I am given a covariance matrix of the 7-dimensional random vector $A$. The goal is to transform it to the $6 \times 6$ covariance matrix of a 6-dimensional random vector $B$, which is in a way equivalent to $A$.
$B = f(A)$ The function $f$ that maps $A$ to $B$ is known and to be described in this paragraph.

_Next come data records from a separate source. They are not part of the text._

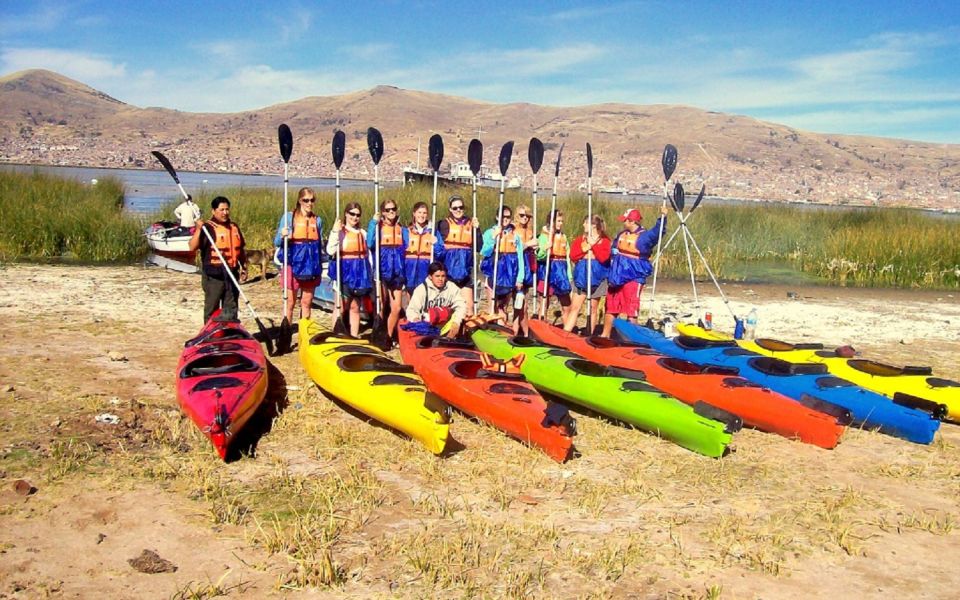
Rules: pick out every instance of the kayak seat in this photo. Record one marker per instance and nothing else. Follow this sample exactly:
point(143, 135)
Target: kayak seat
point(218, 364)
point(432, 341)
point(738, 351)
point(841, 414)
point(935, 410)
point(693, 343)
point(217, 383)
point(775, 366)
point(732, 423)
point(220, 347)
point(779, 346)
point(220, 333)
point(396, 380)
point(941, 382)
point(462, 354)
point(678, 365)
point(627, 373)
point(357, 349)
point(358, 363)
point(832, 382)
point(513, 389)
point(739, 382)
point(882, 370)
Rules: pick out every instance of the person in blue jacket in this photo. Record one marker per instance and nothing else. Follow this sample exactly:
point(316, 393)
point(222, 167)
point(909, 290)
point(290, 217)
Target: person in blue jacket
point(303, 229)
point(630, 266)
point(420, 239)
point(510, 263)
point(394, 239)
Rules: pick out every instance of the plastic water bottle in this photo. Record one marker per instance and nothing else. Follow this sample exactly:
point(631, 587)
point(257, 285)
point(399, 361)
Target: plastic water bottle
point(750, 325)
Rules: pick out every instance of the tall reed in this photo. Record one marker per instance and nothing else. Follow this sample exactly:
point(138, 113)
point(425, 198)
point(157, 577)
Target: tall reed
point(44, 217)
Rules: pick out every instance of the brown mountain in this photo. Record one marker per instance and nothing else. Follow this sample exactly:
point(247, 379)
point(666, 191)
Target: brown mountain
point(46, 118)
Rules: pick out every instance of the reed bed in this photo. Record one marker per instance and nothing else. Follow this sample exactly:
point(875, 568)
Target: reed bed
point(44, 217)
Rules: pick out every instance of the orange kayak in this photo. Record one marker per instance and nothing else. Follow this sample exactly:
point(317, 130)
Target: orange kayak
point(454, 371)
point(817, 422)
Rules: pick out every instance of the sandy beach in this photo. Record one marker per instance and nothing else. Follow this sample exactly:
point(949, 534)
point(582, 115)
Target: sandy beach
point(329, 505)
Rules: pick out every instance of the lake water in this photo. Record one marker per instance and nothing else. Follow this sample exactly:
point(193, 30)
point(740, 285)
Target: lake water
point(148, 191)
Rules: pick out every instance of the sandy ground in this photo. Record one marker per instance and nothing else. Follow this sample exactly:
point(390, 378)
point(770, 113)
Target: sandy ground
point(633, 516)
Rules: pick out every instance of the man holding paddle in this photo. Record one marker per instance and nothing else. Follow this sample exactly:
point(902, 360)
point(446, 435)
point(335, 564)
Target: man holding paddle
point(218, 290)
point(630, 266)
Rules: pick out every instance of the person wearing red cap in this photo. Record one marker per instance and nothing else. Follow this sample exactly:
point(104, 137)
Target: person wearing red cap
point(630, 266)
point(437, 301)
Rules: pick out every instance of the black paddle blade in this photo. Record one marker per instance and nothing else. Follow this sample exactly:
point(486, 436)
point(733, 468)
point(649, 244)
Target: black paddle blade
point(436, 151)
point(669, 161)
point(286, 141)
point(285, 339)
point(556, 172)
point(339, 148)
point(475, 156)
point(696, 203)
point(678, 196)
point(375, 144)
point(506, 154)
point(535, 154)
point(166, 164)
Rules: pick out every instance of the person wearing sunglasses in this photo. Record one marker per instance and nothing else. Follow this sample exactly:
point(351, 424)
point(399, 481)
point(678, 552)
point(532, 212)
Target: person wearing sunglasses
point(630, 266)
point(456, 232)
point(394, 240)
point(420, 240)
point(355, 270)
point(509, 259)
point(526, 229)
point(552, 245)
point(593, 248)
point(304, 252)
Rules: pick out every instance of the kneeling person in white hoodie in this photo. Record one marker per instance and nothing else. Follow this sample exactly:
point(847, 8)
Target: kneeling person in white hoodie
point(437, 301)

Let's state the problem explicitly, so both $A$ and $B$ are $\text{SE3}$ transformations, but $A$ uses 'quaternion + translation' parameterization, while vector $B$ is in a 'axis angle + translation' representation.
$$ A = (q_x,\ q_y,\ q_z,\ q_w,\ t_x,\ t_y,\ t_z)^T\\
B = (r_x,\ r_y,\ r_z,\ t_x,\ t_y,\ t_z)^T\\
B = f(A )= \left( \begin{array}{cc}
\phi = & 2 \arccos(q_w)\\
r_x = & q_x\ \frac {\phi} {\sin(\phi/2)}\\
r_y = & q_y\ \frac {\phi} {\sin(\phi/2)}\\
r_z = & q_z\ \frac {\phi} {\sin(\phi/2)}\\
\end{array} \right)
$$
We will go one step further here write backward transform:
$$
A = f^{-1}(B) = \left(\begin{array}{cc}
\phi = & \|r \|_2 \\
q_x = & r_x \frac {sin(\phi / 2)} {\phi} \\
q_y = & r_y \frac {sin(\phi / 2)} {\phi} \\
q_z = & r_z \frac {sin(\phi / 2)} {\phi} \\
q_w = & \cos(\phi / 2)\\
\end{array}\right)
$$
But our goal is to convert not mere vectors but their covariances, so the original task may be formulated as following:
$$
\mbox{Cov6} = \frac {\partial B}{\partial A}(A_0) \cdot \mbox{Cov7} \cdot \frac {\partial B}{\partial A}(A_0)^T \\
\mbox{Cov7} = \frac {\partial A}{\partial B}(B_0) \cdot \mbox{Cov6} \cdot \frac {\partial A}{\partial B}(B_0)^T
$$
I have written out jacobians:
$$
\frac {\partial B}{\partial A}(A_0) = \left(\begin{array}{cc}
\frac {\partial r}{\partial q}(q_0) & 0_{3\times3} \\
0_{3\times4} & I_{3\times3} \\
\end{array}\right) \\
\frac {\partial A}{\partial B}(B_0) = \left(\begin{array}{cc}
\frac {\partial q}{\partial r}(r_0) & 0_{4\times3} \\
0_{3\times3} & I_{3\times3} \\
\end{array}\right)
$$
To define jacobians fully one thing that left to do is to write out five entries of above matrices; We will do axis angle from quaternion first:
$$
\frac {\partial r_k}{\partial q_k}(q_0) = \frac {\phi} {\sin(\phi/2)}
\hspace{2cm}
\frac {\partial r_k}{\partial q_l}(q_0) = 0 \\
\frac {\partial r_k}{\partial q_w}(q_0) =
\frac {2 q_k} {\sqrt{1-w^2}}\Big[ \frac 1 {\sin(\phi/2)} - \frac{\phi\ cos(\phi/2)} {\sin^2(\phi/2)}\Big]
$$
Now, write out quaternion from axis angle:
$$
\frac {\partial q_k}{\partial r_l}(r_0) = r_k\ r_l\ \big[ \frac 1 2 \phi^{-2} \cos(\phi/2) - \phi^{-3}\ \sin(\phi/2) \big] \\
\frac {\partial q_k}{\partial r_k}(r_0) = r_k^2\ \big[ \frac 1 2 \phi^{-2} \cos(\phi/2) - \phi^{-3}\ \sin(\phi/2) \big] + \frac {\sin(\phi/2)} {\phi} \\
\frac {\partial q_w}{\partial r_k}(r_0) = -\frac 1 2 \sin(\phi/2) \frac {r_k} {\phi} \\
$$
That finishes my derivations and brings me to the question:
Simple scripted implementation of the above gives significant discrepancy when I convert covariances forth and back. Are the jacobians wrong? Are my $f$ or $f^{-1}$ wrong?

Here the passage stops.